Tool calls in the LM response

When an adapter supports native function calling, the LM’s output contains structured tool-call objects rather than text markers. These types model that surface.

dspy.ToolCalls(tool_calls: list[ToolCall]) A pydantic.BaseModel whose single field is a list of ToolCall items. A validator accepts several input shapes — a list of dicts, a {"tool_calls": [...]} dict, or a single {"name", "args"} dict — so adapters parsing from different providers can route through the same constructor.

ToolCalls.ToolCall(name, args) A single named function call with its arguments. Nested class, accessible as dspy.ToolCalls.ToolCall.

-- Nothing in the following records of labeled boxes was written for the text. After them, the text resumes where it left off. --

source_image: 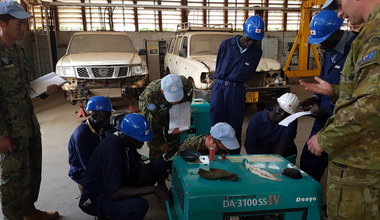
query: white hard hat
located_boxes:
[277,93,299,114]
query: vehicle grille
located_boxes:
[91,67,115,78]
[77,68,88,77]
[119,67,129,76]
[76,66,129,79]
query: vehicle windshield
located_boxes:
[190,33,234,55]
[68,34,135,54]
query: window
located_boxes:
[29,0,301,31]
[168,37,176,53]
[174,36,183,55]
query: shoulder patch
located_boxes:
[0,57,12,65]
[359,50,377,65]
[146,103,156,111]
[369,37,380,46]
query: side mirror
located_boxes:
[178,49,187,58]
[138,49,147,56]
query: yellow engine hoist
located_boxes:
[283,0,326,78]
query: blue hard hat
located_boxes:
[0,0,32,19]
[86,96,112,112]
[243,16,264,40]
[308,10,343,44]
[119,113,153,141]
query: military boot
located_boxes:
[24,207,59,220]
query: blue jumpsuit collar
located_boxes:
[235,35,247,53]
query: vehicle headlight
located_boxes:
[131,65,146,76]
[56,66,75,77]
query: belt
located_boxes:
[333,162,347,169]
[216,79,244,87]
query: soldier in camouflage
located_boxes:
[139,74,193,160]
[300,0,380,220]
[0,0,59,220]
[178,122,240,155]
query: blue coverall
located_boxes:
[210,36,262,154]
[68,120,113,185]
[244,108,298,157]
[300,33,356,181]
[79,133,167,220]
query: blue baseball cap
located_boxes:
[161,74,183,102]
[322,0,338,10]
[210,122,240,150]
[0,0,32,19]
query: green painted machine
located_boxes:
[166,155,322,220]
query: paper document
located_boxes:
[278,111,311,127]
[29,72,66,98]
[168,102,191,134]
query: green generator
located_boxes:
[166,154,322,220]
[180,99,211,143]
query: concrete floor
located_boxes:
[0,82,320,220]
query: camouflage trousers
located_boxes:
[327,161,380,220]
[0,136,42,220]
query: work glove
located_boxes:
[298,97,317,111]
[198,168,238,181]
[310,105,330,121]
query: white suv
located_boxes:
[165,23,286,103]
[56,32,148,104]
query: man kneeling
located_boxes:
[79,114,170,220]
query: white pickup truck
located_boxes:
[165,23,289,103]
[56,32,148,104]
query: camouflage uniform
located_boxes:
[318,5,380,220]
[178,134,209,155]
[139,76,193,159]
[0,41,42,219]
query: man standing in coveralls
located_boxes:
[210,16,264,154]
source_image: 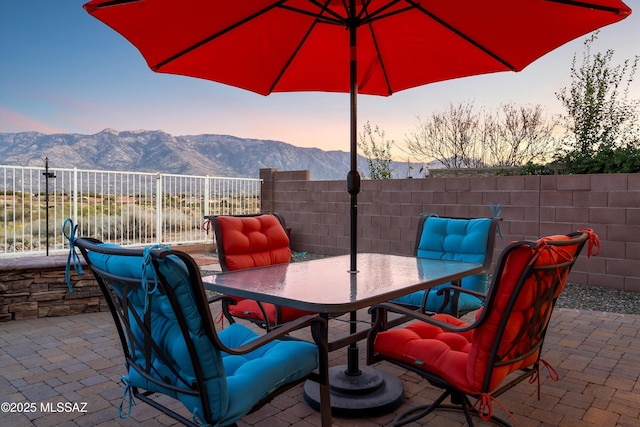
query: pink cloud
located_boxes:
[0,107,65,134]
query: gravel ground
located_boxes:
[291,252,640,314]
[556,283,640,314]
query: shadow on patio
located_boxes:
[0,307,640,427]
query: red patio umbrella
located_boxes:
[84,0,631,271]
[84,0,631,418]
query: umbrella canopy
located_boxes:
[84,0,631,271]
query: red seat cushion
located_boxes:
[374,235,577,394]
[217,214,311,324]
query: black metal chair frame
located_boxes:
[74,238,328,427]
[367,232,589,426]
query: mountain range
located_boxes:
[0,129,417,180]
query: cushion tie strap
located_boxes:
[578,228,600,258]
[471,393,518,424]
[62,218,84,293]
[118,376,134,419]
[191,408,215,427]
[489,204,503,239]
[141,245,171,314]
[529,359,560,400]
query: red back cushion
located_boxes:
[467,235,578,390]
[216,214,291,270]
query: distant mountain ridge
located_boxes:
[0,129,417,180]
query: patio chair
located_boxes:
[69,238,330,426]
[367,230,598,426]
[206,213,312,331]
[393,215,500,317]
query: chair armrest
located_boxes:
[432,285,487,317]
[213,314,327,355]
[207,294,237,304]
[369,302,477,333]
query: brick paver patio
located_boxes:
[0,302,640,427]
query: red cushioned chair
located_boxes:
[367,230,599,426]
[207,213,311,330]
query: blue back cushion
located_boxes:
[395,216,491,311]
[89,244,229,424]
[89,244,318,425]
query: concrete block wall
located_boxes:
[261,169,640,292]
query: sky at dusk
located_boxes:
[0,0,640,157]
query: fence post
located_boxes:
[71,167,80,224]
[156,172,164,244]
[203,175,211,216]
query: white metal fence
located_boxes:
[0,165,262,258]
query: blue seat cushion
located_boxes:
[88,244,318,425]
[394,216,491,312]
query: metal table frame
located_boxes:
[202,253,482,426]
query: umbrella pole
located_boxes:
[304,10,404,417]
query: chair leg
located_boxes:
[393,390,451,427]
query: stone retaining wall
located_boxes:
[0,256,102,321]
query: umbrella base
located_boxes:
[304,365,404,418]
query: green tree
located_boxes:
[358,122,393,179]
[556,32,640,173]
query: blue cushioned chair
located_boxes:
[70,238,330,426]
[393,215,500,317]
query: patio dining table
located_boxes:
[202,253,482,425]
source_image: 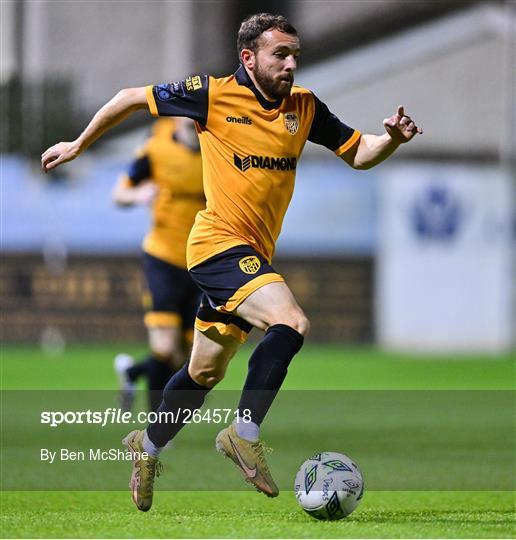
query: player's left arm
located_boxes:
[340,105,423,169]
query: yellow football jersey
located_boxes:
[147,66,360,268]
[127,118,206,268]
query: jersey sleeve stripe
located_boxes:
[145,86,159,116]
[335,129,362,156]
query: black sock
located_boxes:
[147,356,175,411]
[238,324,304,425]
[147,362,211,448]
[126,356,152,382]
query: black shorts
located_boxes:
[143,252,201,330]
[190,245,284,343]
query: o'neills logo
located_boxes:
[233,154,297,172]
[226,116,253,126]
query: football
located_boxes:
[294,452,364,520]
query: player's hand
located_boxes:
[41,142,79,172]
[383,105,423,144]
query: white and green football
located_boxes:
[294,452,364,520]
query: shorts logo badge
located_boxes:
[283,113,299,135]
[238,255,262,274]
[185,75,202,92]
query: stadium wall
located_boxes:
[0,254,374,343]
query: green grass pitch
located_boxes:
[0,345,516,538]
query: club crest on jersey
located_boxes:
[238,255,262,274]
[283,113,299,135]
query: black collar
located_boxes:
[235,64,283,111]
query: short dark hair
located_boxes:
[237,13,297,56]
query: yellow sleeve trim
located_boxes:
[143,311,182,327]
[145,86,159,116]
[222,273,285,312]
[335,129,362,156]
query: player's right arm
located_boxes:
[41,87,149,172]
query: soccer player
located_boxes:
[113,118,206,411]
[42,13,422,511]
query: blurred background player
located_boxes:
[113,118,206,410]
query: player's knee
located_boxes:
[271,311,310,337]
[292,313,310,337]
[188,364,226,388]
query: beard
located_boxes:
[254,62,294,100]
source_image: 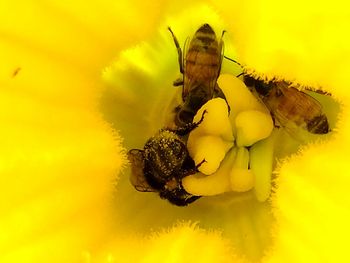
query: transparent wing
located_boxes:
[128,149,156,192]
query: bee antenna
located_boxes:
[224,56,242,67]
[221,30,226,38]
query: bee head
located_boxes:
[144,130,194,189]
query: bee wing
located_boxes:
[182,37,191,98]
[128,149,156,192]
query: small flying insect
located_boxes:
[168,24,230,126]
[128,111,206,206]
[243,73,330,135]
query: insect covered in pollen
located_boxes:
[128,111,206,206]
[168,24,230,126]
[243,73,330,135]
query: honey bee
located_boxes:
[128,111,206,206]
[168,24,230,126]
[243,73,330,134]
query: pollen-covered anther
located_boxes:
[187,98,234,175]
[230,147,254,192]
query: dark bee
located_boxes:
[168,24,226,126]
[128,111,205,206]
[243,74,330,134]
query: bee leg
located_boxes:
[214,83,231,115]
[173,78,184,87]
[304,87,332,96]
[167,110,207,136]
[168,27,184,74]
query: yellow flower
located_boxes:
[0,0,350,262]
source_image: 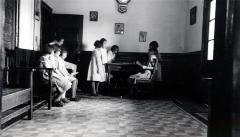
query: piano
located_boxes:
[106,62,142,91]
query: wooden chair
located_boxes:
[135,64,157,94]
[0,67,35,128]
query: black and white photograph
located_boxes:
[0,0,240,137]
[139,31,147,42]
[114,23,124,35]
[89,11,98,21]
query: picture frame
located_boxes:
[114,23,124,35]
[190,6,197,25]
[89,11,98,21]
[139,31,147,42]
[34,0,42,21]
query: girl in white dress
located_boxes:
[40,45,71,107]
[107,45,119,63]
[100,38,108,82]
[87,41,106,96]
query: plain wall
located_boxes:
[44,0,188,53]
[184,0,204,52]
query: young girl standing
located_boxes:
[87,41,105,96]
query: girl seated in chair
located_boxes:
[128,48,161,96]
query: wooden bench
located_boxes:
[0,68,35,128]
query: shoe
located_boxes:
[70,97,80,102]
[61,98,70,103]
[53,101,64,107]
[92,93,98,96]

ToolCall.execute(functions=None)Any Looks up the named function in a {name: func} dict, a list of Tool objects, or — when functions=None — the caller’s locals and globals (resolved via inspect.currentframe().f_back). Raises ValueError when the name isn’t found and RuntimeError when the underlying function throws.

ToolCalls.from_dict_list(tool_calls_dicts)ToolCalls Constructor helper. Builds a ToolCalls from a list of {"name", "args"} dicts — the shape adapters produce from a provider’s native response.

MCP bridge

dspy.utils.mcp.convert_mcp_tool(session, tool)Tool Builds a Tool whose func is an async def closure: it awaits session.call_tool(tool.name, arguments=kwargs) and unpacks the result. The unpacker pulls text from any TextContent entries (returning a single string when there’s one, a list otherwise) and returns non-text entries as-is. An isError=True response raises RuntimeError. The MCP tool’s inputSchema is mapped to DSPy’s args/arg_types/arg_desc via convert_input_schema_to_tool_args.

dspy.utils.mcp.convert_input_schema_to_tool_args(schema)(args, arg_types, arg_desc) Walks an MCP-style JSON schema and produces the three dicts a Tool needs. Resolves $defs, picks up description fields as arg_desc, and translates JSON-schema types to Python types via a _TYPE_MAPPING table. Exported in case callers want to write their own bridge against a non-MCP protocol with similar JSON-schema arguments.